İsrail, Filistin topraklarını Yahudi ülkesi haline getirmeyi amaçlayan, siyonizm fikri üzerine kuruludur. Bu kapsamda İsrail, 1948'den bu yana, savaş yoluyla veya barış zamanında işgallerin genişletilmesi vasıtasıyla Filistin'de Arap nüfusunu azaltmak ve Filistin topraklarını tamamen bir yahudi ülkesi haline getirmeyi hedefliyor. Bu hedefe ulaşmak için de bölgede yaşayan Arapları göçe zorlama, bina inşaatlarına ve yeni Arap yerleşimlerine müsaade etmemek, Araplara ait tarımsal arazileri tahrip etme gibi yollara başvuruyor. 1968'den bugüne kadar uygulanan taktiklerle Filistin'de yaşayan Arapların; Ürdün, Irak, Suriye, Lübnan gibi komşu ülkelere veya Avrupa ve ABD’ye sürülmesine çalışıldı.
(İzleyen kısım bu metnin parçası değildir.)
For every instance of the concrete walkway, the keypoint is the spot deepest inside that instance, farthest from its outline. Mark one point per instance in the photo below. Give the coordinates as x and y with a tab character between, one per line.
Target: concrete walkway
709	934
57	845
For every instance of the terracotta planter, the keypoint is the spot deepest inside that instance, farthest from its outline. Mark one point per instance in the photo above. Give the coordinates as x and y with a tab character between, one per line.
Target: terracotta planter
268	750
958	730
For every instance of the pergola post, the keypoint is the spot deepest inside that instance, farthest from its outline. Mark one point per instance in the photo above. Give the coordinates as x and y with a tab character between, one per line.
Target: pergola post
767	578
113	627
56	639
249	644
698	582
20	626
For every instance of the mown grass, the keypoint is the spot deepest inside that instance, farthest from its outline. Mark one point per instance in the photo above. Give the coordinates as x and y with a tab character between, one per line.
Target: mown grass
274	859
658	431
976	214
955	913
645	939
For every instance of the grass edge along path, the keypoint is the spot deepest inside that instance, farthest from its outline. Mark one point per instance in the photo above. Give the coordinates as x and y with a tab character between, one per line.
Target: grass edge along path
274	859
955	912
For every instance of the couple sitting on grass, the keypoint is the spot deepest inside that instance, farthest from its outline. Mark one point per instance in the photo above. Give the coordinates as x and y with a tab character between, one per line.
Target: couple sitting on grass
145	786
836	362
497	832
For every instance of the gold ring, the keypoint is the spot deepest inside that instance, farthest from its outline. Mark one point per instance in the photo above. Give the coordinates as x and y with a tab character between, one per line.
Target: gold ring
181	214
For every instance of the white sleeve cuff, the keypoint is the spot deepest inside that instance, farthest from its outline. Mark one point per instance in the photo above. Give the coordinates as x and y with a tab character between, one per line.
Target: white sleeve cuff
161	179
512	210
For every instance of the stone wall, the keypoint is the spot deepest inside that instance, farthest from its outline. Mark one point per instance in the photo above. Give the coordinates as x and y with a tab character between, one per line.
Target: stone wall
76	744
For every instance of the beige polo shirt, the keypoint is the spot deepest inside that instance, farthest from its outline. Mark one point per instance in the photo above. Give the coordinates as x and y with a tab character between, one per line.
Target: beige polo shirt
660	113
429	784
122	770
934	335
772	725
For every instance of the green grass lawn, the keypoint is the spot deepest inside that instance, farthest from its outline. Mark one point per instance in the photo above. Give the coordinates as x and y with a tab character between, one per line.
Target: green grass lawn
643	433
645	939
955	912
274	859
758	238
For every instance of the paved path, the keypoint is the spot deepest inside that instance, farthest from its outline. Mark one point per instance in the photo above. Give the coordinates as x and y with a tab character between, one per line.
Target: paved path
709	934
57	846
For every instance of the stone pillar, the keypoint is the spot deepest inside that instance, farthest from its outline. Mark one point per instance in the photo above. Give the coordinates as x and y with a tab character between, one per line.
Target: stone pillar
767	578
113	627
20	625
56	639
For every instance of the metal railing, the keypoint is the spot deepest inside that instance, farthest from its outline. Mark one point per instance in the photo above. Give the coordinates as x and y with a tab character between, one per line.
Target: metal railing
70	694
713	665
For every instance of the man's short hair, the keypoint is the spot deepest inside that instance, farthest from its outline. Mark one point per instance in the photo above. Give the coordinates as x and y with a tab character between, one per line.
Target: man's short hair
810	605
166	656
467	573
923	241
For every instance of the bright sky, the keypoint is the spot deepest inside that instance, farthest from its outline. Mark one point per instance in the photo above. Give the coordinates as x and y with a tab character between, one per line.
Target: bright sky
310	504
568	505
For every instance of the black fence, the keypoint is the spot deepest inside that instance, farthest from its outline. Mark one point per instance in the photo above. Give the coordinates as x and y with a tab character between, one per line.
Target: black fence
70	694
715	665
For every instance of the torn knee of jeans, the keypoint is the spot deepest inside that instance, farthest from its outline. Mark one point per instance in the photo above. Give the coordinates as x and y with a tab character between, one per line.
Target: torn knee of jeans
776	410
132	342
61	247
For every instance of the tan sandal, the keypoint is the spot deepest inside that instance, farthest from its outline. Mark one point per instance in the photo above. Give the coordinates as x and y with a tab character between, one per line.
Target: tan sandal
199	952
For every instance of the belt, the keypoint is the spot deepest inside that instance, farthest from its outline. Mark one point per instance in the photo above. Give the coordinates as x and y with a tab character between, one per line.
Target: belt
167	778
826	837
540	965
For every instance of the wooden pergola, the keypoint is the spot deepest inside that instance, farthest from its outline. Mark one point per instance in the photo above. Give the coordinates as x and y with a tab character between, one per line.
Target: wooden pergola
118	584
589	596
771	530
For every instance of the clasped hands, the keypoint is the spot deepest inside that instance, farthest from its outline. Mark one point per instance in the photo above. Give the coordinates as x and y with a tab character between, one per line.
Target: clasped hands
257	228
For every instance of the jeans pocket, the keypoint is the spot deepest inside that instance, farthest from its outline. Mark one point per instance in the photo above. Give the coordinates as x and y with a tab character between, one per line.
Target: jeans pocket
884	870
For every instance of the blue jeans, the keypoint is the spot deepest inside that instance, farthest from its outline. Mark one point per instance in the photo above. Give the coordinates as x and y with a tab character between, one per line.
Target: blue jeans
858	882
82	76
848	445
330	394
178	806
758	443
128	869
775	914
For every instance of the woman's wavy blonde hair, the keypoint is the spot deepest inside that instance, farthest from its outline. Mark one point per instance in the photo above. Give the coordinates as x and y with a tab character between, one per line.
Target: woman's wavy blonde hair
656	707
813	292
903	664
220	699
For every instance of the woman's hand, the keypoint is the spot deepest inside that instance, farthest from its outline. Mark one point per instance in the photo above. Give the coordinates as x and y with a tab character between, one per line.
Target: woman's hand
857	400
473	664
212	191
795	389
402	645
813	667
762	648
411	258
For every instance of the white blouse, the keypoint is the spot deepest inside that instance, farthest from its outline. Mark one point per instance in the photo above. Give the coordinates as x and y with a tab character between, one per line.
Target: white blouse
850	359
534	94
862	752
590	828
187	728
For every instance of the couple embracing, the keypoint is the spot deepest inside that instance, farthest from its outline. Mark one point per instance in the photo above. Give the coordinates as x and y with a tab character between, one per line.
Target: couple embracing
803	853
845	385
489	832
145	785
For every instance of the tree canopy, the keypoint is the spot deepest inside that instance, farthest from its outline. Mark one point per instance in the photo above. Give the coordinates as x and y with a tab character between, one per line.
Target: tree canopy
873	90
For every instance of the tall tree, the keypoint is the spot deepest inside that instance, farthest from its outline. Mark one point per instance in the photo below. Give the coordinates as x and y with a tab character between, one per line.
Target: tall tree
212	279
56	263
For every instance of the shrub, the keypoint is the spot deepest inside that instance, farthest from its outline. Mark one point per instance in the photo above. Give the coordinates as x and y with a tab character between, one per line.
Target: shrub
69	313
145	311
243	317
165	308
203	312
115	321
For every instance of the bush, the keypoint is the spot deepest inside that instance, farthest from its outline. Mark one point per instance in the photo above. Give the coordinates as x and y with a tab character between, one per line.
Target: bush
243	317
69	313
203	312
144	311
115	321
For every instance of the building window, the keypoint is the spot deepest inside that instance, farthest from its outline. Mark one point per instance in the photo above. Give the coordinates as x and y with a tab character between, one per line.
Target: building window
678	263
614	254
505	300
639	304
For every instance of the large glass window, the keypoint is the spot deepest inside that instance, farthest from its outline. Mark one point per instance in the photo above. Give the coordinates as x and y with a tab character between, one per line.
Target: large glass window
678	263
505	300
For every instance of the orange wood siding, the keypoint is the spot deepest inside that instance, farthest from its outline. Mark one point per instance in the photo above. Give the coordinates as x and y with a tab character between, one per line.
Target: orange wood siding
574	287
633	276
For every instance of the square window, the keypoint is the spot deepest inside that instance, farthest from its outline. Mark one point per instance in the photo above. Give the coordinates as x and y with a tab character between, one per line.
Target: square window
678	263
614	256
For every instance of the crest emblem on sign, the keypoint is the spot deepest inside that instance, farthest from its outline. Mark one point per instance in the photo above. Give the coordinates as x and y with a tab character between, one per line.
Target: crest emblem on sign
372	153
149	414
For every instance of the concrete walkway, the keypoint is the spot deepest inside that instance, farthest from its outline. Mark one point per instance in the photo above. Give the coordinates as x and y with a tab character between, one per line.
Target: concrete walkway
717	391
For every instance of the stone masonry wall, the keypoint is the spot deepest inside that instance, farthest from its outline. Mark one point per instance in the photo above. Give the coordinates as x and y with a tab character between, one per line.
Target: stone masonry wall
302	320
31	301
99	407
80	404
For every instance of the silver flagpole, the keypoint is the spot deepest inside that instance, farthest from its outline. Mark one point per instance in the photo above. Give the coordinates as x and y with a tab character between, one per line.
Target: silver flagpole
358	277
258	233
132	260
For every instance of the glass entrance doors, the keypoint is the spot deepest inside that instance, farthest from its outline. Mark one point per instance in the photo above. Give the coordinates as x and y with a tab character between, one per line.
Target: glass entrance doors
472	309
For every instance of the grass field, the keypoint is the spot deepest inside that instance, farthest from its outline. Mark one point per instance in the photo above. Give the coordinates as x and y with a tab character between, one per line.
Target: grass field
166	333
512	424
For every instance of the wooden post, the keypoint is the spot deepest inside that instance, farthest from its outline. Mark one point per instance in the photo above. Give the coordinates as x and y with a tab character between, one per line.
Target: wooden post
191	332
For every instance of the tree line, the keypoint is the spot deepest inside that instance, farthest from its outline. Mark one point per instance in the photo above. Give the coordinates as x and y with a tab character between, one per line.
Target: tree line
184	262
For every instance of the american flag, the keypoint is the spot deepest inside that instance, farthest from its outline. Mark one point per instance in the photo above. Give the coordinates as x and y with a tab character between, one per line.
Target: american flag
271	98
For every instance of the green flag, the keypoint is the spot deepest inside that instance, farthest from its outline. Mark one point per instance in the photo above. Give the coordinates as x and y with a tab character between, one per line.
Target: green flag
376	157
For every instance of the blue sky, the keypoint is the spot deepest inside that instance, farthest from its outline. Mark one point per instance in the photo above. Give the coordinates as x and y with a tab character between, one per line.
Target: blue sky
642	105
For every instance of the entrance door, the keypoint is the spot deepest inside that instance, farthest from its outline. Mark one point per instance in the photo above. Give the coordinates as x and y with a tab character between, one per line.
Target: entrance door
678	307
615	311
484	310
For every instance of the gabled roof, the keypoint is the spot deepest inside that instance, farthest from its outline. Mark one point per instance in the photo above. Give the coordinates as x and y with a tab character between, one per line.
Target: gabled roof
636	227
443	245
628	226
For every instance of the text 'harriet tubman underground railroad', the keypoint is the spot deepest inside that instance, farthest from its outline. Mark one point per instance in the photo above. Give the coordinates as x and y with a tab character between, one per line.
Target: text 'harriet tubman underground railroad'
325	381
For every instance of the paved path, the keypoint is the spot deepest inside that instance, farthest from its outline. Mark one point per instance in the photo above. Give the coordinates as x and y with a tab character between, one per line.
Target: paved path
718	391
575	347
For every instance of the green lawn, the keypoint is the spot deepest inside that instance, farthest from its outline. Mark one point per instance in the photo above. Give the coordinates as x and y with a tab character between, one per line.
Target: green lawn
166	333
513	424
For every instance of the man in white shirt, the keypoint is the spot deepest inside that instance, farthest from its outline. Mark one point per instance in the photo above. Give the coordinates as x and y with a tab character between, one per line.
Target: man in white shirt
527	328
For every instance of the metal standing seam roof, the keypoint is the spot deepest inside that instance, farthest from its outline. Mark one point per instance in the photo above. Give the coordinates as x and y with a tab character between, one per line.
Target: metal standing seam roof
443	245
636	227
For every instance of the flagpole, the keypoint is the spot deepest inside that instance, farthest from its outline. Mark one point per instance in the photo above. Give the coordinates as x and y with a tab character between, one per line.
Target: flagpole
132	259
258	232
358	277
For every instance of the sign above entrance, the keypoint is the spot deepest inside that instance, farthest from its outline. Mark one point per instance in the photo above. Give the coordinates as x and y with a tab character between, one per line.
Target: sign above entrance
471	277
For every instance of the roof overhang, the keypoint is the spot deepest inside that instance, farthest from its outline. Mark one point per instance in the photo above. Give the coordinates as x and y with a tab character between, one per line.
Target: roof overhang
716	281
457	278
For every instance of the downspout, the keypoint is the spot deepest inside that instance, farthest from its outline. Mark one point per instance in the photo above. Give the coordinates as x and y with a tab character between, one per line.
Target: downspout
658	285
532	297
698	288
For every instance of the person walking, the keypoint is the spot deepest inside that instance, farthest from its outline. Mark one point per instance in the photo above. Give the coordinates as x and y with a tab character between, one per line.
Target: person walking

Bu politikanın bir devamı olarak Kudüs'ün tarihi bölgesinde yer alan Şeyh Cerrah mahallesinde yaşayan Müslümanların, evlerinden kovulmaya çalışılması, bugün İsrail'de bir etnik gerilime dönüştü. Ramazan ayında Kudüs'te başlayan çatışmalar, Araplar ve Yahudilerin beraber yaşadığı Lod, Yafa gibi şehirlere de sıçradı. Müslümanlara ait işyerleri fanatik Yahudiler tarafından tahrip edildi; linç edilen insanlar oldu.

Bugün İsrail vatandaşlığı taşıyan nüfusun %20'sini Müslüman ve Hristiyan Araplardan müteşekkil. İsrail'de sol siyasetin güç kaybetmesi ve aşırı-dinci sağın yükselmesi, bu homojen yapının devamına engel teşkil etmektedir. Son iki yılda dört seçim yapılmasına rağmen bir hükümetin tesis edilememiş olması da, gerilimi sona erdirecek akl-ı selim sahibi kimselerin çıkmasına engel oluyor. Bu takdirde de meydan, güvenlik odaklı çözümleri ön plana çıkaran, askeri bürokrasiye ve aşırı sağ gruplara alenen destek sağlayan polislere kalıyor.

Osmanlı Devleti, Balkanlarda beş yüz sene hükmetti ve binlerce sivil mimari eser bıraktı. Ancak Bosna, Makedonya ve Arnavutluk haricindeki diğer ülkelerde bugün ayakta kalan eser sayısı çok azdır. Türkler 19. yüzyıl boyunca Balkanlar ve Adalardan soykırımlarla atıldı. Bölgenin Osmanlı geçmişi tahrip edildi. Bugün aynı soykırım ve tahrip Filistin topraklarında gerçekleştirilmektedir. İsrail, Filistin sorununda iki devletli çözüme ulaşıldığı takdirde, Kudüs'ün Filistin Devletinin başkenti olmasını istemiyor. Bu nedenle soykırım ve etnik temizlik yoluyla bölgenin Müslüman geçmişi silinmeye çalışılıyor.

Son dönemde İran karşıtı bloğu güçlendirmek ve siyasi İslami akımlara karşı koymak için İsrail'i diplomatik olarak tanıyan bazı Arap ülkeleri oldu. Güçlenen bu ilişkiye rağmen, Filistin'de Arap nüfusun huzur içinde yaşamasına olanak sağlayan politikalar hayata geçirilemedi. Bu da gösteriyor ki, İsrail ile Arap dünyası arasındaki yakınlaşmalar hassas dengeler ve suni temeller üzerine oturmaktadır.

Etnik milliyetçiliğin 20. yüzyılda dünyayı uçurumun kenarına sürüklediği zihinlerde yeterince yer etmediği çok açık. Burada, kalıcı barışın tesisi için acilen yapılması gereken: iki devletli çözümün hayata geçirilmesi; bölgedeki su kaynaklarının paylaşılması ve mülteci sorunun çözümü için BM barış gücünün bölgede konuşlandırılmasıdır. Aksi takdirde Filistin topraklarında başlayan bu kriz bölgede zaten bozulmuş olan dengeyi iyice altüst ederek, bir şiddet sarmalının oluşmasına ve telafisi mümkün olmayan zararların doğmasına sebebiyet verebilir.